Before SSDs became viable, I would normally have configured a 2-socket system with 48 (2x24) 15K HDDs, with one RAID controller for each 24-disk enclosure. This setup costs about $11K per enclosure with 24x146GB 15K SAS drive and can be expected to deliver 4GB/s sequential bandwidth, 10K IOPS at low queue, low latency (200 IOPS per 15K disk) and in the range of 15-20K IOPS at high queue, high latency. As it was my intent to deploy on SSD, I only configured 16 HDDs in the internal disk bays and did not direct the purchase of external HDDs.

The 6 OCZ RevoDrive 120GB PCI-E SSDs in the POC system cost about $400 each at the time (now $280?). I recall that the tempdb IO traffic was something like 40K IOPS (64KB), around 2.5GB/s bandwidth. This was consistent with the manufacturers specifications of 540MB/s read and 480MB/s write at 128K IO, and considering that there will be some degradation in aggregating performance over 6 devices. The IO latency was somewhere in the range of 40-60ms (note that the SQL Server engine issues tempdb IO at high queue depth). OK, so the real purpose of the POC exercise was to tell the SAN admin in no uncertain terms that the 350MB/s from his $200K iSCSI storage system (4x1GbE) was pathetic, and even the 700MB/s on 2x4Gbps FC ports does not cut mustard in DW.

The next set of systems was ordered with 4 OCZ RevoDrive X2, 160GB (<$500 each).
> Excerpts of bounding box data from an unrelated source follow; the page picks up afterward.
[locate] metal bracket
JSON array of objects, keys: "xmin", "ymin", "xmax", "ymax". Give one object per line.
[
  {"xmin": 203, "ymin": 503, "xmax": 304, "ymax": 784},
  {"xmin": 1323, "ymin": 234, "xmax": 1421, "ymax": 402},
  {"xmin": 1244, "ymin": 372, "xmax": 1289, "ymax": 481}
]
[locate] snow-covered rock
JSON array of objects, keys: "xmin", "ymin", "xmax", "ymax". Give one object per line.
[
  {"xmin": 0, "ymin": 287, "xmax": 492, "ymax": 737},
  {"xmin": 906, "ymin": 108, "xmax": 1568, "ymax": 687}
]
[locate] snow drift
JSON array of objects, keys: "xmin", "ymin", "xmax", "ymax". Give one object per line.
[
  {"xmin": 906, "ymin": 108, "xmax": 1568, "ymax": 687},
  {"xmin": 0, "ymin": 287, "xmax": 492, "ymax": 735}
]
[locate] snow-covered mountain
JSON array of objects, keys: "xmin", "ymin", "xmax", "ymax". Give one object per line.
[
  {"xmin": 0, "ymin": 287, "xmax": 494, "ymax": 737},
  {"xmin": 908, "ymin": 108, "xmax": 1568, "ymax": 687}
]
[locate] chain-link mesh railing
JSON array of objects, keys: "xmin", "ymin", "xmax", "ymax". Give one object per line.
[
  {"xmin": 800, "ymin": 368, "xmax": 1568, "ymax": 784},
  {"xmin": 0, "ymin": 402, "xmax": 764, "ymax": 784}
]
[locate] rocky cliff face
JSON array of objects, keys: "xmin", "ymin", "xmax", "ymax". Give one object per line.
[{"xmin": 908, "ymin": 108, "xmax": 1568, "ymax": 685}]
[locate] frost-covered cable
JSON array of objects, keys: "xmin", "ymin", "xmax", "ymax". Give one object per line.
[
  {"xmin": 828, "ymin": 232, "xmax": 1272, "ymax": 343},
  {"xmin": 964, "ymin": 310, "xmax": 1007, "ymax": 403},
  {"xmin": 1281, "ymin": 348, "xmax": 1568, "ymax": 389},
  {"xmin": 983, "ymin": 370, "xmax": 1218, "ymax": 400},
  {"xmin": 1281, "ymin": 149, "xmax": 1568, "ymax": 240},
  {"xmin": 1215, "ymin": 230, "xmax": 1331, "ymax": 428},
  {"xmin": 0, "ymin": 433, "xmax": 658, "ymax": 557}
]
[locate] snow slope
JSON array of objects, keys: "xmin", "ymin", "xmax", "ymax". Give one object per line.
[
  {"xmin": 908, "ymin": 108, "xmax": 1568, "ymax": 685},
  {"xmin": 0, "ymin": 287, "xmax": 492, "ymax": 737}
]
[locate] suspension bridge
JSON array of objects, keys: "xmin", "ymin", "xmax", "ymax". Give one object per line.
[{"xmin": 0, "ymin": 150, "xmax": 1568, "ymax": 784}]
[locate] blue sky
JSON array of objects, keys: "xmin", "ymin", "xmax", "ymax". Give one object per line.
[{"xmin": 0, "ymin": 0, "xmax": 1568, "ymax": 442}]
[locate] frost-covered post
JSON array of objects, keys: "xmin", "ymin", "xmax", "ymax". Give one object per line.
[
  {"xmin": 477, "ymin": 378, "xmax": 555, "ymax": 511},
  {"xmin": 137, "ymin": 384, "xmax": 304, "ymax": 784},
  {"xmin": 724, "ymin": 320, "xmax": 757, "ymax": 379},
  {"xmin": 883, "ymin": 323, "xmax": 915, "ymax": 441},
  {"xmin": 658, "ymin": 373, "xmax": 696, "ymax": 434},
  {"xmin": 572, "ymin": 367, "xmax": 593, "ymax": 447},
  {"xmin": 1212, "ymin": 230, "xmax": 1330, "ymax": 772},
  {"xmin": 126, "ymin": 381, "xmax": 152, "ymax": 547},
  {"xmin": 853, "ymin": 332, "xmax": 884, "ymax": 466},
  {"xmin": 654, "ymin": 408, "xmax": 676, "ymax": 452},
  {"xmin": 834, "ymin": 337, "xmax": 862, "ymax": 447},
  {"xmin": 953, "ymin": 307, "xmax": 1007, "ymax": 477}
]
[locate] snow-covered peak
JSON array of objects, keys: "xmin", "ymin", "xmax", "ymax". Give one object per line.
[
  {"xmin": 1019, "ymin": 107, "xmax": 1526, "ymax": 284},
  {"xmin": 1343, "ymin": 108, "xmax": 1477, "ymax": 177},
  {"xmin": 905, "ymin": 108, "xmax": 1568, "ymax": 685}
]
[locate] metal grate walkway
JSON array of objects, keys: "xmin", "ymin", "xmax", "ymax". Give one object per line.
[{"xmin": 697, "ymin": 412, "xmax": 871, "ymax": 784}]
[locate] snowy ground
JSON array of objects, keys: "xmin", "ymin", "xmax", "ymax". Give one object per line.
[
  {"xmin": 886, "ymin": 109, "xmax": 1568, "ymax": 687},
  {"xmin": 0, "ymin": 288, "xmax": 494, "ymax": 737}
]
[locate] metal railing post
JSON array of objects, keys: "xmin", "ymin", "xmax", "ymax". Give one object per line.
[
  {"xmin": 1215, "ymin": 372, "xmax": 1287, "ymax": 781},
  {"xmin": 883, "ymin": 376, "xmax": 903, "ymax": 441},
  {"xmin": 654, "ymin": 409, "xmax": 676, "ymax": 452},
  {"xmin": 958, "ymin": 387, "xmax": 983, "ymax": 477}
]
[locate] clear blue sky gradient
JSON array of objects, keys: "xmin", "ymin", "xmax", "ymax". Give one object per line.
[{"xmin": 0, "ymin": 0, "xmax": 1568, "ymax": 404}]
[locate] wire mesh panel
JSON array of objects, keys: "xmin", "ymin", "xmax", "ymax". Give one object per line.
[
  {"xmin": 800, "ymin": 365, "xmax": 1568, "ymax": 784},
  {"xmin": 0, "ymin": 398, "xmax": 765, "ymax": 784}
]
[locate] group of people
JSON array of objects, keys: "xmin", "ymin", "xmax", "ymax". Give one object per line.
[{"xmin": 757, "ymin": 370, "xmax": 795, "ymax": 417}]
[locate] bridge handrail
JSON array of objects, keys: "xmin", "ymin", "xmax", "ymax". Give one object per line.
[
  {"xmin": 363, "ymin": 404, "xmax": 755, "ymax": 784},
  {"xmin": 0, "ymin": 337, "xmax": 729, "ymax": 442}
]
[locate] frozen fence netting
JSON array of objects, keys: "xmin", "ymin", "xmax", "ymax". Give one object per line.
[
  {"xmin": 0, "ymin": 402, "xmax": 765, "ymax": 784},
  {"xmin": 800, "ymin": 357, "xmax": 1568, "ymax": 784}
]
There was some discussion on whether to employ the OCZ enterprise class ZDrive R3, but this product was cancelled and the OCZ substitute, the VeloDrive (4 SandForce 1565 controllers, rated for ~1GB/s), was not yet available. I was expecting somewhat better performance for 4 RevoDrive X2 (4 SandForce 1222 controllers each, rated for 700MB/s) over 6 of the original RevoDrives (2 SandForce controllers each).  The tempdb IO intensive query that took 20min with the 6 RevoDrives now ran in 15min with the 4 RevoDrive X2s. In additional, IO latency was under 10ms.

I was hoping to test the new OCZ RevoDrive 3 X2 with 4 SandForce 2281 controllers, rated for 1500MB/s read and 1200MB/s write. Unfortunately there is an incompatibility with the Dell T110 II with the E3-1240 (Sandy Bridge) processor which has a new UEFI replacing the BIOS. OCZ does not provide server system support on their workstation/enthusiast products. Hopefully Dell will eventually resolve this.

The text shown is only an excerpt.